Inutile nascondersi che le università stanno vivendo all’interno di un
processo di trasformazione basato sul tentativo di farle ridiventare
istituzioni di elite, sull’aumento vertiginoso delle gerarchie interne
e delle logiche butocratiche di potere, sul renderle più adatte ad un
modello di sviluppo fondato sull’assoluta prevalenza di logiche
competitive e di mercato rispetto a quelle cooperative e fondate sulla
partecipazione. In questo le università subiscono le stesse pressioni
che subiscono altri “beni comuni” e hanno ugualmente bisogno di
raccogliere le forze per evitare il loro smantellamento e mettere a
punto vie di uscita che ne salvaguardino la dimensione “pubblica”.
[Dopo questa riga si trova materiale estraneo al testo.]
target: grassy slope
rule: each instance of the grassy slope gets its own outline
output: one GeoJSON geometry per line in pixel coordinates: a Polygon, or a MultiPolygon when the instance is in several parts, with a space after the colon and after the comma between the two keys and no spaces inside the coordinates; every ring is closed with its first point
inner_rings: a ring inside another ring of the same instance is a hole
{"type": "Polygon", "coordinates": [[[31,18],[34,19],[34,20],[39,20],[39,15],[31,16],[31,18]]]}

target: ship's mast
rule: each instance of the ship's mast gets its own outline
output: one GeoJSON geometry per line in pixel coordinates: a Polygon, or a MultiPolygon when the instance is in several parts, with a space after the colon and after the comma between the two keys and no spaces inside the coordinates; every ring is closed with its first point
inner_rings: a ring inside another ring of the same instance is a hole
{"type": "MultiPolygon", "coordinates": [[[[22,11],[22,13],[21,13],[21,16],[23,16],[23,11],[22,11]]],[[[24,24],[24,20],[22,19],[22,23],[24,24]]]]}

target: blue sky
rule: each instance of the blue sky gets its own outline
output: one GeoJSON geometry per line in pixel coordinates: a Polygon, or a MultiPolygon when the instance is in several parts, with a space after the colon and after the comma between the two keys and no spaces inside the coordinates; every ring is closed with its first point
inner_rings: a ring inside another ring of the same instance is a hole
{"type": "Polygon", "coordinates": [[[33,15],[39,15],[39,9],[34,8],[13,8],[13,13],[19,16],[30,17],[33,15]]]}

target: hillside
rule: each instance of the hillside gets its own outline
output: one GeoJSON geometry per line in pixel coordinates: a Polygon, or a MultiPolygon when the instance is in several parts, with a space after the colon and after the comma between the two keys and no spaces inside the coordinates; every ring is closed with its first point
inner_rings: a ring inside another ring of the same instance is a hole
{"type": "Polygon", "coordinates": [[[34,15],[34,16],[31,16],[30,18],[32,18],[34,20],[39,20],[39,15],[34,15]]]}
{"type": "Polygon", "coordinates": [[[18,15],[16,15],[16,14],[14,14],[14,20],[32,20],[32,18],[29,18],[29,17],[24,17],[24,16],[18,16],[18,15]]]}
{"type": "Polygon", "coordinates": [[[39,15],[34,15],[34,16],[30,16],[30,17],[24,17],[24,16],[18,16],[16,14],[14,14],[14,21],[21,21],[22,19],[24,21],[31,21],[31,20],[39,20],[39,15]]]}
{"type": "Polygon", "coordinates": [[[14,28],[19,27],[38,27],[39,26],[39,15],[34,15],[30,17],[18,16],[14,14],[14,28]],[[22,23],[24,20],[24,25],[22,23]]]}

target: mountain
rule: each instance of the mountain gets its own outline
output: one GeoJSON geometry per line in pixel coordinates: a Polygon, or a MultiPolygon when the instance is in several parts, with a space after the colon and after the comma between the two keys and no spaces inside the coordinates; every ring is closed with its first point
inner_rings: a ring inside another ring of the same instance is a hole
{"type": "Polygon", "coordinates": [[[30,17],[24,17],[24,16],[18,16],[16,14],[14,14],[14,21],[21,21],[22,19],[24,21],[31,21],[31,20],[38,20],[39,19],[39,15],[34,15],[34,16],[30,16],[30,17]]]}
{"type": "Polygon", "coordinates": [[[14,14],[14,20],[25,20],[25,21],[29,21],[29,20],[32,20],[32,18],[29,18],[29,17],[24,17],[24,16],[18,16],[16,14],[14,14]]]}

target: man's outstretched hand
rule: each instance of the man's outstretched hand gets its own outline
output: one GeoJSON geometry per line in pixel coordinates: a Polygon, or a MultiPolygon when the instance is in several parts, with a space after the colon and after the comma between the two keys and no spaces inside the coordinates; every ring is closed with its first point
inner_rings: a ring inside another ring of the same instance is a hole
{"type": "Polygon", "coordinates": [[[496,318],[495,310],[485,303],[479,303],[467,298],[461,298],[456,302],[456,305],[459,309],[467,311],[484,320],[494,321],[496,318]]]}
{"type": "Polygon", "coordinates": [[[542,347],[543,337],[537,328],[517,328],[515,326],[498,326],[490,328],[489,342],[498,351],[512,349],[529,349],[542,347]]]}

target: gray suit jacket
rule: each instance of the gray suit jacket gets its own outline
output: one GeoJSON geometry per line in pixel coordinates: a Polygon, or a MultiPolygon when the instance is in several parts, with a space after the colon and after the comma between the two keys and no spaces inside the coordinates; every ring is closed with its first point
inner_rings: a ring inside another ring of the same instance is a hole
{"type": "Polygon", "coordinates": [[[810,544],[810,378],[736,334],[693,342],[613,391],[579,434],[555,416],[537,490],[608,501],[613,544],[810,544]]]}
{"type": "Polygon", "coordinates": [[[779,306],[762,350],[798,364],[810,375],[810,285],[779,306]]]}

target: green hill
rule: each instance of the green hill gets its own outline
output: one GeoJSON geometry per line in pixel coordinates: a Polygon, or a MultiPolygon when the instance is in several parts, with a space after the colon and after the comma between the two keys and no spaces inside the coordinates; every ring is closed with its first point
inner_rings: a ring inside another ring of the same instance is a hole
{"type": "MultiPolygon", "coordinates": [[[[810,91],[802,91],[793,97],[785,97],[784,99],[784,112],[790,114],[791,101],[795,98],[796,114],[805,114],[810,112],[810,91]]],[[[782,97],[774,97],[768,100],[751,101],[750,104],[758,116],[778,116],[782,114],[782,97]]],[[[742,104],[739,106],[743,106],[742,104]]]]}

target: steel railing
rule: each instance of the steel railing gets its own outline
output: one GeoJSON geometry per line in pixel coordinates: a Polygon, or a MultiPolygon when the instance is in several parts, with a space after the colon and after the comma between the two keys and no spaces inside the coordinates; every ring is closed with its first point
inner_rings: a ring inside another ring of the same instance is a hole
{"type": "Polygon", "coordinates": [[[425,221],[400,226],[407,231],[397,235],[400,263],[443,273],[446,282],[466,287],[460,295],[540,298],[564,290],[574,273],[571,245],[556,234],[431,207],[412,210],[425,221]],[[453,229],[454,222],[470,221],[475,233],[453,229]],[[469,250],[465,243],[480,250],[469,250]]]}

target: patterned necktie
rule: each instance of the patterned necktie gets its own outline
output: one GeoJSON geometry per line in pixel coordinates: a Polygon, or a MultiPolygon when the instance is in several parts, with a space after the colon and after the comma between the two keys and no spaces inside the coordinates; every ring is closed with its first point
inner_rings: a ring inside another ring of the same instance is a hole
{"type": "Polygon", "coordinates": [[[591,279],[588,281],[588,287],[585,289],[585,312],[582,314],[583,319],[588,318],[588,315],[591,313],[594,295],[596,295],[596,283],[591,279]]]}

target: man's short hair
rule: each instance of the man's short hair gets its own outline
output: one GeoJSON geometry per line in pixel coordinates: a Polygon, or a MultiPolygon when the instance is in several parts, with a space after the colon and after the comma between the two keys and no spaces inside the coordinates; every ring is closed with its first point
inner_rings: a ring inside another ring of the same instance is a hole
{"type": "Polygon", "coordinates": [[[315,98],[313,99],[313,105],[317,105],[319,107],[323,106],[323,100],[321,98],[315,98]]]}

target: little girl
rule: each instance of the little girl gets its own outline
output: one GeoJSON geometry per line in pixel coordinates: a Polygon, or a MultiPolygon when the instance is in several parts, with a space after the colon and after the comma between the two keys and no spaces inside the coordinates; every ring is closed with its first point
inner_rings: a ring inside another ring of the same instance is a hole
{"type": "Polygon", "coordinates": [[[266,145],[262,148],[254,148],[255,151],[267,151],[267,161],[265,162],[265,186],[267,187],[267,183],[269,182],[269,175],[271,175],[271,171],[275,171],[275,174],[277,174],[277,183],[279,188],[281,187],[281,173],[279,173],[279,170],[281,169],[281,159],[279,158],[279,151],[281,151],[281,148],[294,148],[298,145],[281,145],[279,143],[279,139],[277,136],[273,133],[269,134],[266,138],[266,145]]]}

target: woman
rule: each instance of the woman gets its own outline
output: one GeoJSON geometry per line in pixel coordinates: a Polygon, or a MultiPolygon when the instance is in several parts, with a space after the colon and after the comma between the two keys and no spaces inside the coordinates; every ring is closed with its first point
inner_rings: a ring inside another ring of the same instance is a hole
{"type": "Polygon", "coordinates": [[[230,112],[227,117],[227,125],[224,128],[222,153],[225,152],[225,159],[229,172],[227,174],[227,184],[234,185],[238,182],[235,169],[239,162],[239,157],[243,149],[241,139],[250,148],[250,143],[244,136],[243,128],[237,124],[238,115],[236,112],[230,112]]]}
Per questi e per molti altri motivi il 24 marzo si terrà a Bologna la
prima assemblea nazionale su “Università Bene Comune”. Un’iniziativa
che parte dal “basso”, da gruppi di studenti, dottorandi, ricercatori
precari, ricercatori e docenti che negli ultimi due anni si sono
organizzati e battuti contro quella che è diventata la legge Gemini –
tra gli altri promotori Link –Coordinamento universitario-, CPU, ADI,
alcune realtà della R29A, CONPAss). Sarà un’occasione che può avviare
la nascita di uno spazio libero e comune dentro le università. Uno
spazio in grado di generare anticorpi e incentivare la partecipazione.
Sarà un’iniziativa, assai significativamente, tenuta in contemporanea
e in sinergia con un’altra importante iniziativa “l’urlo della scuola”
principalmente rivolta, appunto, al tema della scuola.